Most institutional money managers and asset allocation advisories don't count currencies as an asset class, in that they don't apportion a percentage of their assets exclusively for currency investments. Currency is still a crucial part of all international investors' considerations, but it's usually not treated as a separate asset class by investors other than globally-oriented hedge funds.
Why not? After all, currencies frequently provide a source of significant alpha and uncorrelated returns. And some investors do extremely well in currency investing. For example, in Inside the House of Money, the manager of a significant family investment fund, Falcon Management, says:
- [F]oreign exchange is a whole area of risk premia that none of the real money [long only] funds are earning.
- Back to the smart real money (long-only] funds, Yale has seven asset categories where they look to extract risk premia and Harvard has eleven. The question is, why doesn't Harvard throw in a twelfth category? They should be looking at other uncorrelated markets such as foreign exchange for more sources of risk premia. Once they identify new sources, they can allocate X% and, in a Markowitz sense, run an efficient frontier to come up with what the correct allocation should be. But they don't do it. Asset categories like foreign exchange or options are not thought of as an asset category where risk premia can be earned.
- As a hedge fund, we'll look anywhere for opportunities. The currency markets are a place where global macro hedge funds especially earn risk premia. I can name three risk premia in currencies that I don't think any real money manager has ever attempted to earn on a systematic basis: (1) High yielding versus lower yielding currencies.... 92) Short-dated volatility is too high because of an insurance premium component in short-dated options....(3) Longer-dated options are priced expensively versus future daily volatility, but cheaply versus the drift in the future spot price....
- The large inefficiencies do not get arbitraged out because there's very little capital that actually gets allocated toward extracting value over multiple years. Everybod who's allocating money to hedge funds has monthly or quarterly redemption clauses, which force hedge funds to manage to those liquidity paramaters, and that's not at all the way to wealth.
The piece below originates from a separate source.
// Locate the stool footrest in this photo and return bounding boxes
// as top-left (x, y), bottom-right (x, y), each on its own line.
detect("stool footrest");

The traditional reason why currency isn't regarded as an asset class is that there's no "expected return." The currencies taken together are a "zero-sum" game, versus other asset classes where everyone can win. But for some investors, active management of currencies are creating consistently strong returns that institutional asset allocators (such as pension funds, insurance companies, charitable organizations, etc) may stop ignoring.